That is such an important question.
It's interesting. We are not seeing young people name it eco-anxiety, or climate change anxiety right now. What we are seeing, certainly, when we experience any kind of disaster related to climate, whether it is wildfires or flooding, we see an increase in contacts from that area. We will continue to see young people reaching out about that as we continue to see those disasters occur.
It is part of our role at Kids Help Phone to start helping young people name that and think through what it means and what they can do. A lot of the work that we do is helping young people understand what they can control and what their role is. When it comes to climate change, young people have to understand they have a voice and that they can use it. Supporting young people to use that voice, whether it is writing letters or talking about the impact of climate change, is some of the work that we still have yet to do at Kids Help Phone.

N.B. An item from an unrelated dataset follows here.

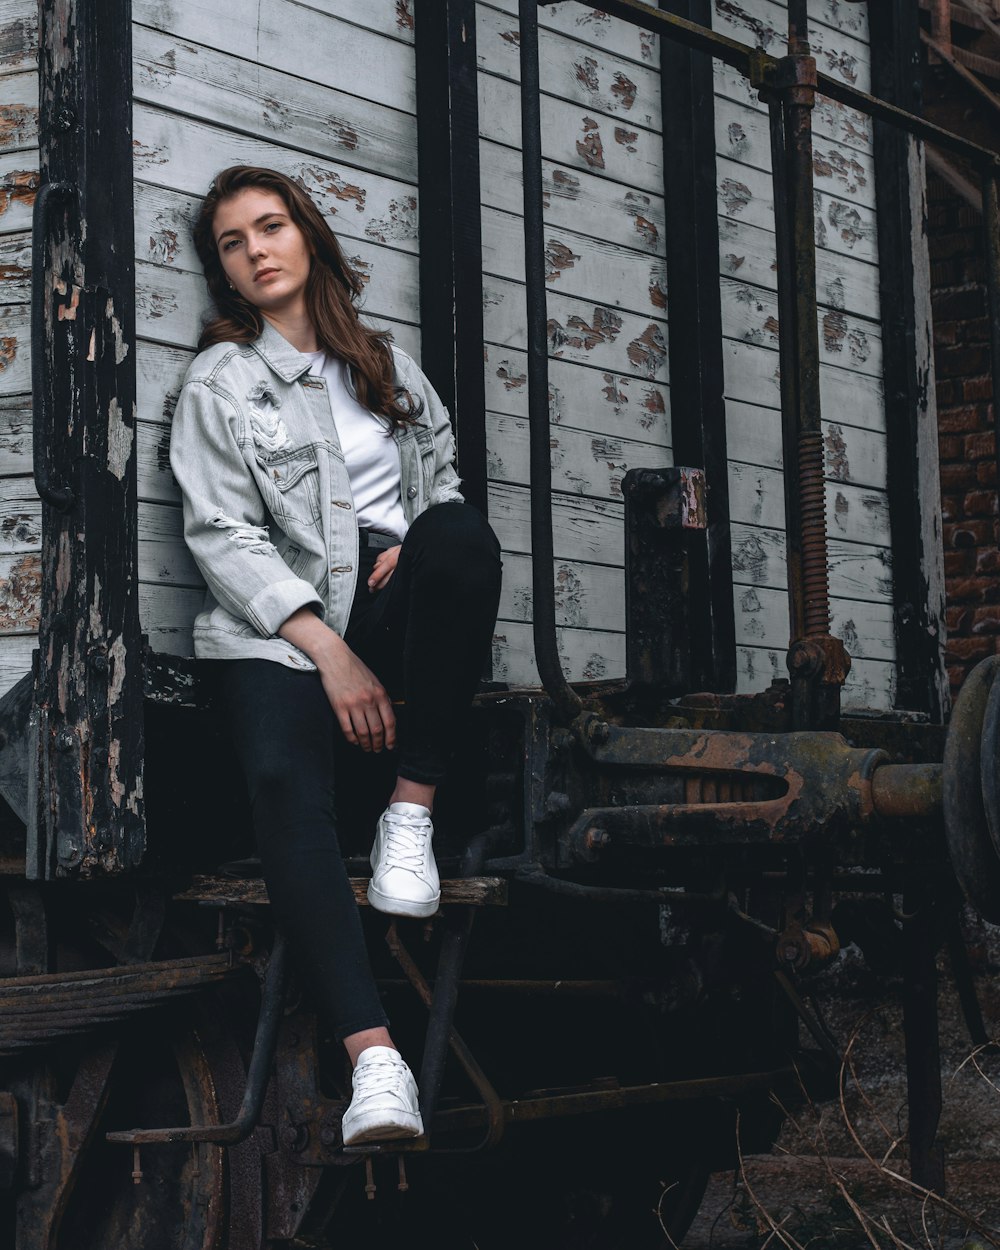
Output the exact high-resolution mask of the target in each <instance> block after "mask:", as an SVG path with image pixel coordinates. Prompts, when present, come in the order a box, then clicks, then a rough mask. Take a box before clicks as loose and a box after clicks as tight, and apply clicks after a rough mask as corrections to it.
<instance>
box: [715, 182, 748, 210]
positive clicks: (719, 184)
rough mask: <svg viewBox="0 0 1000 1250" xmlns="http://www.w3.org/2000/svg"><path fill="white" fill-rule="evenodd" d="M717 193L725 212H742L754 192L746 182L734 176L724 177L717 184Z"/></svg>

I want to also connect that to some of the conversations we were talking about just a moment ago about indigenous people. Certainly, at Kids Help Phone we've done a lot of work with a distinctions-based approach for first nations, Métis and Inuit youth. We are seeing there are significant concerns from our indigenous young people around the climate, around what's happening to their communities and the planet we live on.

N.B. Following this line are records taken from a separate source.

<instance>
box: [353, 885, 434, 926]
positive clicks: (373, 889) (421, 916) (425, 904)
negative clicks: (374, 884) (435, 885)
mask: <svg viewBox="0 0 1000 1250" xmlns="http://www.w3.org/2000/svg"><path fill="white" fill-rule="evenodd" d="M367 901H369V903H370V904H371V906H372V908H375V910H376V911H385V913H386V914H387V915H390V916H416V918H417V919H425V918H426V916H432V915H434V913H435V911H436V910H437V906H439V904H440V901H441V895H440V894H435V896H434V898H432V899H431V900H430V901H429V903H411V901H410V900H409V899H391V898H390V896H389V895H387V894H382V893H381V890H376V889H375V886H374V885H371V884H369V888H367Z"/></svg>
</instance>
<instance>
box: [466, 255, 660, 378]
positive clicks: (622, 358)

Being able to have those conversations.... We piloted last year, and have continued, where we trained indigenous volunteers for our texting line—that's our volunteer service—so that when young people text Métis, Inuit or first nations, we can try to connect them with a volunteer of the same background, so they can actually have those conversations about climate change or anything else that's concerning them with somebody who actually understands that background. That's been incredibly powerful.